Stirring it at Alamy
Stirring the image order that is.
The Alamy images presented to buyers are ordered by a programme called "Alamyrank". Every so often its algorithm changes - at the last change it boosted more of my images than ever to the top of the pecking order. This coincided more or less with a 50% reduction in my monthly sales that has continued for the last four months.
Now there has been a reordering again and my images have been pushed down again somewhere into the bunch. Let's see what happens to sales...
Alamyrank seems like an unregulated see saw. The boards even report images that have sold being pushed to the bottom of searches.
Meanwhile over at QC....
Alamy Quality Control continues to reject images from my Canon EOS 5D ("interpolation artefacts") while my images from a Ricoh GX100 tiny digicam continue to pass with flying colours.
Hey guys, those 'artifacts' are actually Christmas lights scattered amid the branches of the trees on Oxford Street!
Labels: Alamy


2 Comments:
Ah well you are lucky, I had my "initial QC submission" rejected! These were Nikon D40x images and also two 35mm scans from a Nikon 4000 dpi scanner.
QC is the new censorship, some faceless moron rejecting pictures willy-nilly on spurious grounds.
Alamy in general are an awful company who are more interested in money than photography or photographers.
They pretty much ruined my business in 2003 by deleting all my files under 24MB. They did not delete files from other photojournalists and gave no explanation.
I have a new account, though will not bother trying another QC submission, as it is obvious that while they may earn money, the agency is very difficult to work with and lacks any clear editing policy and is badly managed on the photographer side of things, particularly with those bast**ds in QC!
I am sure that part of what they do is aimed at putting off the willy nilly submission of images.
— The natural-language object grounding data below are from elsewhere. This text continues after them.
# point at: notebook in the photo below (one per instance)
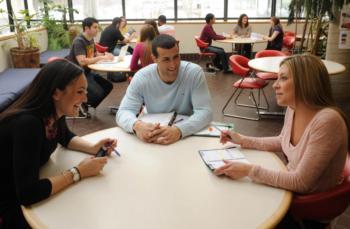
(214, 158)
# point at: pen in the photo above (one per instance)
(177, 121)
(171, 122)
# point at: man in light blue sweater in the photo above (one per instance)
(166, 86)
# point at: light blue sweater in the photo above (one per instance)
(187, 95)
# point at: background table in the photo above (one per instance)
(155, 186)
(123, 66)
(272, 64)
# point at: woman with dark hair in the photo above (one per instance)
(154, 24)
(275, 38)
(30, 130)
(113, 38)
(142, 55)
(243, 29)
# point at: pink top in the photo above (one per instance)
(315, 164)
(136, 59)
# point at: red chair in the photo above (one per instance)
(203, 45)
(100, 48)
(267, 53)
(239, 65)
(323, 206)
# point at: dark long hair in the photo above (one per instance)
(38, 95)
(240, 21)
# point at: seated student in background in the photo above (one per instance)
(164, 28)
(83, 53)
(30, 130)
(316, 154)
(168, 85)
(243, 29)
(113, 38)
(143, 50)
(208, 35)
(154, 24)
(275, 38)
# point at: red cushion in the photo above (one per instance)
(250, 83)
(267, 75)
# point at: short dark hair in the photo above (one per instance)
(162, 18)
(209, 17)
(163, 41)
(89, 21)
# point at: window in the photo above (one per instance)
(282, 8)
(149, 9)
(4, 20)
(253, 8)
(200, 8)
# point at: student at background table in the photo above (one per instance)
(275, 37)
(168, 85)
(113, 38)
(30, 130)
(243, 29)
(316, 154)
(208, 35)
(142, 55)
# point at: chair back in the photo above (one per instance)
(288, 42)
(324, 206)
(100, 48)
(289, 33)
(201, 44)
(266, 53)
(239, 65)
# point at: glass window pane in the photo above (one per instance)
(282, 8)
(4, 21)
(100, 9)
(149, 9)
(253, 8)
(200, 8)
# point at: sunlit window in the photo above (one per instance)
(200, 8)
(253, 8)
(149, 9)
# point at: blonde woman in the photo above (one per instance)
(316, 154)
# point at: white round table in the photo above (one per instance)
(123, 66)
(272, 64)
(155, 186)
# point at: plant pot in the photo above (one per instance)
(25, 58)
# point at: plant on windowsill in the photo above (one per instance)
(26, 54)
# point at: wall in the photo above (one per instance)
(185, 32)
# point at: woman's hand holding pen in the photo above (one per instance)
(230, 136)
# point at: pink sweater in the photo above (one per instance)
(315, 164)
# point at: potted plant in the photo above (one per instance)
(26, 54)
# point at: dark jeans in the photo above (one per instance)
(13, 217)
(98, 88)
(220, 60)
(244, 49)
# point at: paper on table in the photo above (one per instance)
(214, 158)
(162, 118)
(214, 129)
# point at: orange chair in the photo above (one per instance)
(267, 53)
(323, 206)
(202, 46)
(239, 65)
(100, 48)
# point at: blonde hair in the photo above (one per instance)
(312, 85)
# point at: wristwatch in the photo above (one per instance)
(76, 174)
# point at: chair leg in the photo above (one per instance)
(240, 116)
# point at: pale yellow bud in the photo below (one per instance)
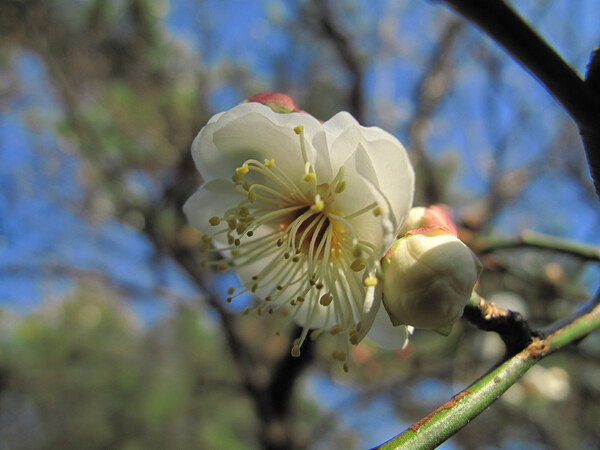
(429, 276)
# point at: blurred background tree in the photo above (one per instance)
(112, 334)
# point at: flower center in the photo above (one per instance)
(296, 245)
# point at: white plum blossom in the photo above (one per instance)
(303, 211)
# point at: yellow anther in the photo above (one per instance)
(310, 176)
(371, 281)
(336, 329)
(319, 205)
(326, 299)
(357, 265)
(243, 170)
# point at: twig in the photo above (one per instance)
(446, 420)
(513, 329)
(581, 99)
(531, 239)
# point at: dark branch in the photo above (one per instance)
(347, 53)
(581, 99)
(513, 329)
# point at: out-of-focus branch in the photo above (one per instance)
(428, 96)
(581, 99)
(531, 239)
(347, 53)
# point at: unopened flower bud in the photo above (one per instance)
(429, 276)
(435, 215)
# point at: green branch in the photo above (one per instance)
(441, 424)
(532, 239)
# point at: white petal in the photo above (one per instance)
(384, 334)
(389, 169)
(254, 131)
(359, 193)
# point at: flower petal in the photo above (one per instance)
(254, 131)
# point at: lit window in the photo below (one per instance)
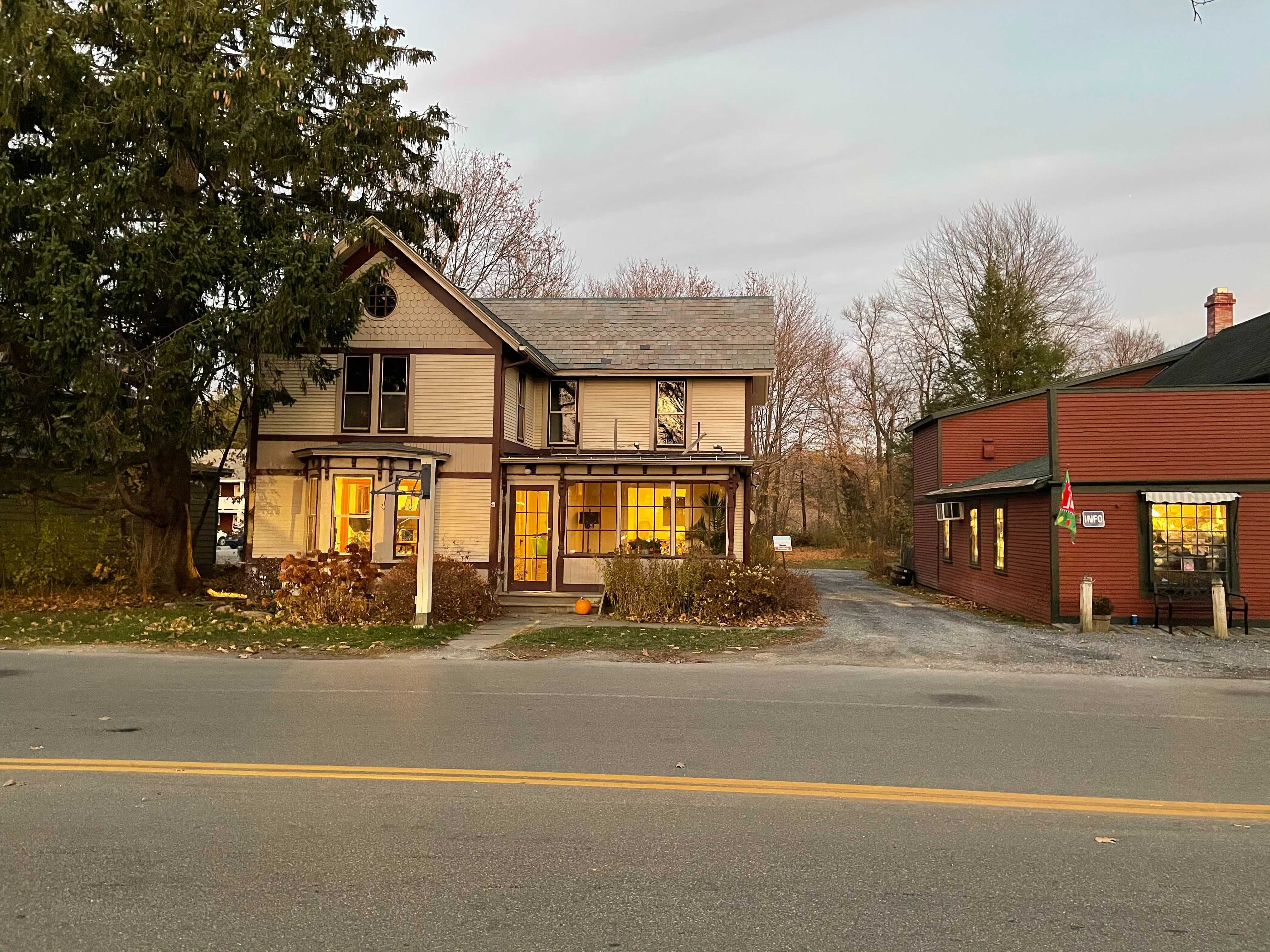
(999, 540)
(352, 513)
(1189, 540)
(701, 518)
(406, 535)
(592, 518)
(647, 514)
(394, 386)
(671, 412)
(563, 412)
(358, 393)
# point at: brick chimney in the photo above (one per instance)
(1221, 310)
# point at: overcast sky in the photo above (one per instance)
(823, 136)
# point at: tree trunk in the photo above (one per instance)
(166, 560)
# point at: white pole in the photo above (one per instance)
(1088, 604)
(423, 568)
(1220, 610)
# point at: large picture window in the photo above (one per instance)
(394, 394)
(591, 521)
(406, 534)
(563, 413)
(352, 513)
(701, 518)
(1189, 541)
(358, 393)
(647, 516)
(672, 412)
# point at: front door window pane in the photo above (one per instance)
(352, 513)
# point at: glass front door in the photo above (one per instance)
(531, 539)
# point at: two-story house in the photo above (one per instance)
(559, 429)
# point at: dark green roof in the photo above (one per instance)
(1028, 475)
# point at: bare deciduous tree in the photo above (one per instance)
(643, 279)
(502, 248)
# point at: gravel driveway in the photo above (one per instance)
(877, 625)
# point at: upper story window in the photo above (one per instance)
(381, 301)
(358, 393)
(672, 412)
(520, 409)
(563, 413)
(394, 394)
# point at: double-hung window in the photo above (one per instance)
(394, 393)
(672, 412)
(358, 393)
(563, 413)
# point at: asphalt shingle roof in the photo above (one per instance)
(1239, 354)
(644, 334)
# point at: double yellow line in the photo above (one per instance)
(623, 781)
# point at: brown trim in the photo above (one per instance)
(511, 546)
(371, 439)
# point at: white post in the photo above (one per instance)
(1220, 629)
(1088, 604)
(423, 559)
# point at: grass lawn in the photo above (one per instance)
(649, 640)
(196, 627)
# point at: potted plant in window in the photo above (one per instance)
(1103, 609)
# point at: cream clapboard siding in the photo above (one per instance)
(418, 320)
(279, 506)
(629, 402)
(314, 412)
(511, 384)
(454, 395)
(463, 520)
(719, 407)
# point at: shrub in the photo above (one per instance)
(327, 588)
(459, 593)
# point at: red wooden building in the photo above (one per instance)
(1170, 468)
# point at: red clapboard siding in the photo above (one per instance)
(926, 557)
(1024, 589)
(1110, 555)
(1131, 379)
(926, 460)
(1175, 436)
(1019, 432)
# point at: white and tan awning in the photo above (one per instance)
(1173, 497)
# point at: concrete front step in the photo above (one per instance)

I now submit one quarter of the images that I did - self censorship if you will - I submit so few because it is economically unviable to do more. Unfortunately there are many photographers who will spend weeks preparing and submitting 500 or more images of over-subscribed subject matter with no likely return - perhaps ever!
The casualty of the Alamy QC vaguaries can be perfectly good images getting rejected. I tend to be philosophical about it, shrug the shoulders and move on to the next submission. Should Alamy not be a fit then photographers should move on, as you have.